Observability — OTel + cost attribution

Every production app eventually needs to answer three questions:

What's slow? Which 0G call put the p95 latency over budget last night?
What's expensive? Which feature is burning the most gas / DA fees?
What's failing? Why is the SLO at 99.2% instead of 99.9%?

@foundryprotocol/0gkit-observability answers all three with one call — instrument0g({...}) — that patches every primitive's public methods to emit OTel spans tagged with 0gkit.* semantic attributes. The spans go to whichever OTel collector you already use (Honeycomb, Datadog, Tempo, Vercel OTel, Grafana Cloud, …).

Mental model

Each public primitive method (Storage.upload, Compute.inference, DA.publish, etc.) is wrapped in a span at runtime. The span:

carries 0gkit.op = "<primitive>.<method>" so collectors can filter for "all 0G calls" with one predicate.
carries 0gkit.network so you can split traces by galileo / aristotle / local.
carries per-op size + cost attributes (0gkit.size_bytes, 0gkit.gas_native, 0gkit.fee_native, …) — enough to build a cost dashboard by aggregating one or two attributes.
records exceptions and sets 0gkit.error_code on failures, so error alerts can route by the SCREAMING_SNAKE codes you already use elsewhere.

Wire-up (one call, two modes)

The package supports two modes — pick the one that matches your existing OTel posture.

Auto SDK setup

You don't have an OTel SDK yet. We lazy-import @opentelemetry/sdk-node and the OTLP exporter, build the SDK, and start it.

import { instrument0g } from "@foundryprotocol/0gkit-observability";

await instrument0g({
  serviceName: "my-app",
  exporter: {
    kind: "otlp",
    endpoint: process.env.OTEL_EXPORTER_OTLP_ENDPOINT!,
    headers: { authorization: `Bearer ${process.env.OTEL_TOKEN!}` },
  },
});

Attach mode

You already have an OTel SDK configured (Vercel auto-instrumentation, @opentelemetry/auto-instrumentations-node, a homegrown SDK). We skip SDK setup and only patch the primitives.
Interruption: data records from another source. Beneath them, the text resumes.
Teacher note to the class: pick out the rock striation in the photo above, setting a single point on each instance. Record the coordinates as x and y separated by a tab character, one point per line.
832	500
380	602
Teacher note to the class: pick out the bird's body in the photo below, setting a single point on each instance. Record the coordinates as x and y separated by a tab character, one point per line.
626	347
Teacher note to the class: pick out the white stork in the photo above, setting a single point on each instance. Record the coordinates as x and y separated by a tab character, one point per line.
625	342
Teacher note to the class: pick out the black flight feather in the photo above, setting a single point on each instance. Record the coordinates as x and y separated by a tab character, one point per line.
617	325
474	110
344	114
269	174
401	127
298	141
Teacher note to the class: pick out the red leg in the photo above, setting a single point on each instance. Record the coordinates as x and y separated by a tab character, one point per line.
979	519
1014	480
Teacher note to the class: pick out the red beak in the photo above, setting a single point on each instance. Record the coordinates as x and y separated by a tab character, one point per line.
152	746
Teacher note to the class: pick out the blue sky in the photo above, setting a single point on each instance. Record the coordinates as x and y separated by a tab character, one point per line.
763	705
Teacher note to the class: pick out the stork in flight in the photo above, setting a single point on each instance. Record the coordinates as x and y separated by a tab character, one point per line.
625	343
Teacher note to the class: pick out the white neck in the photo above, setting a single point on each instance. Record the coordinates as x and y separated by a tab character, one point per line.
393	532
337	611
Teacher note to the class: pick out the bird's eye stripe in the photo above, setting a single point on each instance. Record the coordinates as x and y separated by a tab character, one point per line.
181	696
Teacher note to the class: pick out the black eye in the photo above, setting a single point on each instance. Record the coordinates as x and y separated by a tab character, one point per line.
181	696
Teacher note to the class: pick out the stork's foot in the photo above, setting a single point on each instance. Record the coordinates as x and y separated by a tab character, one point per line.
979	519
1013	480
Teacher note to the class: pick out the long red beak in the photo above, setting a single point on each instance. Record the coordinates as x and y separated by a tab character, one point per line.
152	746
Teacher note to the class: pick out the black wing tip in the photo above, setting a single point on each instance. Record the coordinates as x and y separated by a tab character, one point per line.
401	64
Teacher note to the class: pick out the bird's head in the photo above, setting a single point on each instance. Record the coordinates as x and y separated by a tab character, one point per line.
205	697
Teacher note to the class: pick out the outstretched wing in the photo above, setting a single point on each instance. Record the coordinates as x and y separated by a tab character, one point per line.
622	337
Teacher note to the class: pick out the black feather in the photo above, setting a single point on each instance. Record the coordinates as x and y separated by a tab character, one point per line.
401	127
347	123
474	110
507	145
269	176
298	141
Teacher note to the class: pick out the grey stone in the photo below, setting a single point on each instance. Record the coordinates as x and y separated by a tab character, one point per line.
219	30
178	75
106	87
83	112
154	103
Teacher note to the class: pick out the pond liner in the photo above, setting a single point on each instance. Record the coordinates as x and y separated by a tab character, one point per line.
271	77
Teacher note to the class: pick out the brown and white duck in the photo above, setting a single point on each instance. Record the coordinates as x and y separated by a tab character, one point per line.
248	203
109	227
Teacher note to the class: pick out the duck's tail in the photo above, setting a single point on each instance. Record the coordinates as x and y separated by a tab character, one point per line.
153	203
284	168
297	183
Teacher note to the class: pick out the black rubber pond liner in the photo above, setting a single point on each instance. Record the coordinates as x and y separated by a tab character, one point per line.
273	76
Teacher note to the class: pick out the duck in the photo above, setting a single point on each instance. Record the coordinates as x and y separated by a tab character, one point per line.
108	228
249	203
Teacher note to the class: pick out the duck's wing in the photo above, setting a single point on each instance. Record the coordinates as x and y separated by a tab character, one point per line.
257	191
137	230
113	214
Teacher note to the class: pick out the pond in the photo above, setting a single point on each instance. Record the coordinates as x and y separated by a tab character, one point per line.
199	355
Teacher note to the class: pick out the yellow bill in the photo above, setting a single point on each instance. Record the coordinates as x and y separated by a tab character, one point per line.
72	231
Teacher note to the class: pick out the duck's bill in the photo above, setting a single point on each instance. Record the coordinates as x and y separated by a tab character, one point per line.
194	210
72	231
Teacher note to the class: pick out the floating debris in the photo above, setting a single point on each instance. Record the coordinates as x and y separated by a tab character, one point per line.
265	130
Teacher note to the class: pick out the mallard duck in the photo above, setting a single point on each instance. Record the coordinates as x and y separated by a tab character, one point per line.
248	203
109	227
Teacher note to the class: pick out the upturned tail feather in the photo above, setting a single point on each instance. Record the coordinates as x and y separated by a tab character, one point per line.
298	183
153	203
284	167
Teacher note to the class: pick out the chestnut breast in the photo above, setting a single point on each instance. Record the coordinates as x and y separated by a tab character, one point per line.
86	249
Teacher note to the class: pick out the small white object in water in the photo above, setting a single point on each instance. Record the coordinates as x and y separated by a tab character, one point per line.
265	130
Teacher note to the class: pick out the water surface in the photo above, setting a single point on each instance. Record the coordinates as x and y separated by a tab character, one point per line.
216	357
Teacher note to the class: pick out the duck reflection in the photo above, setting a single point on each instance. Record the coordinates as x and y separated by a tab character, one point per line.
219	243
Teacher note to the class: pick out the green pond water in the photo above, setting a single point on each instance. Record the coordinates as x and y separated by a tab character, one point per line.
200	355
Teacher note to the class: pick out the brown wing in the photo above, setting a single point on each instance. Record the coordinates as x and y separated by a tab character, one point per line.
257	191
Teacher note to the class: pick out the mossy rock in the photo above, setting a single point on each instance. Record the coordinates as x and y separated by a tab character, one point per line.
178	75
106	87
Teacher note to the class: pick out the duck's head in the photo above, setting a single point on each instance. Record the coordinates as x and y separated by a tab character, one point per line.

import { instrument0g } from "@foundryprotocol/0gkit-observability";

await instrument0g({ mode: "attach" });

In both modes, instrument0g() is idempotent — calling it twice is a no-op.

Cost attribution playbook

A "cost per feature" dashboard in any collector that supports attribute filtering is one query away:

-- Honeycomb / Tempo / Grafana SQL-flavour pseudo-query
SELECT
  resource.service_name AS service,
  attributes['0gkit.op'] AS op,
  SUM(CAST(attributes['0gkit.fee_native'] AS BIGINT)) AS total_fee_wei
FROM spans
WHERE attributes['0gkit.op'] IS NOT NULL
GROUP BY service, op
ORDER BY total_fee_wei DESC

You'll see something like:

my-app | compute.inference | 4_500_000_000_000_000_000
my-app | storage.upload    |   210_000_000_000_000_000
my-app | da.publish        |    85_000_000_000_000_000

…which translates directly to "compute is 95% of our spend." For per-feature attribution, layer on a custom attribute (feature: "summarize") at the parent-span level via tracer.startActiveSpan(...) in your own code — the 0gkit spans automatically inherit it as part of the trace context.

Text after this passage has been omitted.